Azure Runbooks – Migrate from Azure Run as Accounts to Managed Identity soon!

Microsoft is always changing whether we like it or not. One of the more recent changes made is on using a Managed Identity instead of an Azure Run as Account inside of an Automation Account. Why the change? What are the benefits of using an identity? How do I ‘migrate’ over to using a managed identity and what changes do I make?

Why the change?

When you would create an Automation Account it would come with the option to create an Azure Run as Account, which would be used in your runbooks to authenticate against your Azure tenant and therefore allowing you to manage your resources programmatically using PowerShell or Python scripting languages. These accounts by default would come with the Contributor role over the subscription. You would also have to make sure to renew the certificate once it expired. Otherwise, if you didn’t pay attention or have some other product in use to monitor this, it would expire on you and your runbooks would fail.

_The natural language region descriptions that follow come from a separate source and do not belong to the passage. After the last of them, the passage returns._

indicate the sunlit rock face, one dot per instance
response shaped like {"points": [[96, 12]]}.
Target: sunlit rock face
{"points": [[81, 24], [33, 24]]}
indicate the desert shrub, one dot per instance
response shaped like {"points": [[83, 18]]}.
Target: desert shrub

Thats why Microsoft began pushing for managed identities. Where it is now Azure’s responsibility to register the app in the backend, create a service principal, generate a certificate and do all of that stuff for you. With Managed Identity all you have to worry about is enabling it for your service and assigning it permissions following the least privilege model.

What are the benefits of using a Managed Identity?

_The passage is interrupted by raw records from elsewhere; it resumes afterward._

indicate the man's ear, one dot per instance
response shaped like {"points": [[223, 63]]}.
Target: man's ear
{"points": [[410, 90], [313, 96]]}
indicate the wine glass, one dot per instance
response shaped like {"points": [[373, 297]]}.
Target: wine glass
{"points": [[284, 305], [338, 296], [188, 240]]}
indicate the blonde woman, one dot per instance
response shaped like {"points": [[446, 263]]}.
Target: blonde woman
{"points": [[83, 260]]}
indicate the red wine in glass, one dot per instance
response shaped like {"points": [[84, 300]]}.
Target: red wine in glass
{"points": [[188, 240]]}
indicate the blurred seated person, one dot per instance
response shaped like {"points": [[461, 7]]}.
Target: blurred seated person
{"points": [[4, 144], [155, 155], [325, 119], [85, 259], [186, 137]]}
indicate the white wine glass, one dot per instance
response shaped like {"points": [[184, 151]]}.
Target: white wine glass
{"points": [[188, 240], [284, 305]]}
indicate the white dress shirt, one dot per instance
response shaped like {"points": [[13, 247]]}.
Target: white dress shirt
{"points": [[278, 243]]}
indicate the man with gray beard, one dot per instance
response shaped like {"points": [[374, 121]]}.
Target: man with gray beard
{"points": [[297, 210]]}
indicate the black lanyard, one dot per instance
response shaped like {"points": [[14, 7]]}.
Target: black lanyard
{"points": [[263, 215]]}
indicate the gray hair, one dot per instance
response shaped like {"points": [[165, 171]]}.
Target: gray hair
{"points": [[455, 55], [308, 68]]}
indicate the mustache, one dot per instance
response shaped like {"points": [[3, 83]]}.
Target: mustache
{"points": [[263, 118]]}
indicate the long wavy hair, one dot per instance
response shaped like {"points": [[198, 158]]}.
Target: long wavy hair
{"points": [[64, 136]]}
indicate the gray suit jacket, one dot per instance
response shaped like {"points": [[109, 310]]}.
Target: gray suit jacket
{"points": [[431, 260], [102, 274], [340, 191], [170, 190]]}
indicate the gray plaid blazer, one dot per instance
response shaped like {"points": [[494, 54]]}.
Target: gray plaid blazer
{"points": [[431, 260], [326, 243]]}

Less overhead. Simplifies management.
Free.
Simpler code.

Migration

Let’s start off with all the components of an Azure Run as Account within an Automation Account and any related messages you may see.

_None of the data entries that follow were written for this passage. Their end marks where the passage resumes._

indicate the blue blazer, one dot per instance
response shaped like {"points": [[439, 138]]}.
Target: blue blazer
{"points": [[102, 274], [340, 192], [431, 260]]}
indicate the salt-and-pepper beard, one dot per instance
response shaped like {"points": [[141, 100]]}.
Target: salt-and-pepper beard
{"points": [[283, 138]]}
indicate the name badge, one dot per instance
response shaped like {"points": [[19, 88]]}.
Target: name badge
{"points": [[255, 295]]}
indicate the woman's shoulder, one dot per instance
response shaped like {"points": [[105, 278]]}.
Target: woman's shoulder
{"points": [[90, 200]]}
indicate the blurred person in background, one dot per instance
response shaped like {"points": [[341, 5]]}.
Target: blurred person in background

When you open your Automation Account, you will most likely see a notification about the retirement of the Azure Run as account which looks like this:

Now, there are 3 components related to the Azure Run as Account. They can be found under Connections, Certificate and Run as accounts (retiring soon) options on the left. The connections section contains metadate about the service principal such as the application ID, tenant ID, and thumbprint which can be used to authenticate to your tenant via runbook. Certificate contains the certificate details also used to authenticate. And of course, the Run as Account (retiring soon) contains properties about the account. Once we enable the identity, assign it permissions, and successfully use it within a runbook, then we can delete the account and it will delete the other related parts too.

The first step in migrating is to enable the system assigned managed identity. We can do this simply by going to Automation Account > Account Settings > Identity > System assigned > Status > On > Save > Yes.

Azure then quickly registers it with your Azure AD (Entra ID now I think) tenant. The next step is to assign it permissions.

To add the permissions, you will see the permissions section below after you create the identity.

Click on Azure role assignments. From here, you can click on + Add Role assignment towards the top left corner.

Once opened, you will see Scope, Subscription, and Role. To keep it simple, and working exactly as before, for Scope select Subscription, for Subscription select the correct subscription, and then for Role select Contributor. Then Save. This will keep permissions exactly the same as before.

Of course, when using a Managed Identity, I recommend following the least privilege model and if possible, only using specific roles/permissions instead of the Contributor role. After you click on Save, give it a few minutes for the permissions to properly propagate and then you will see it under Azure Role Assignments after.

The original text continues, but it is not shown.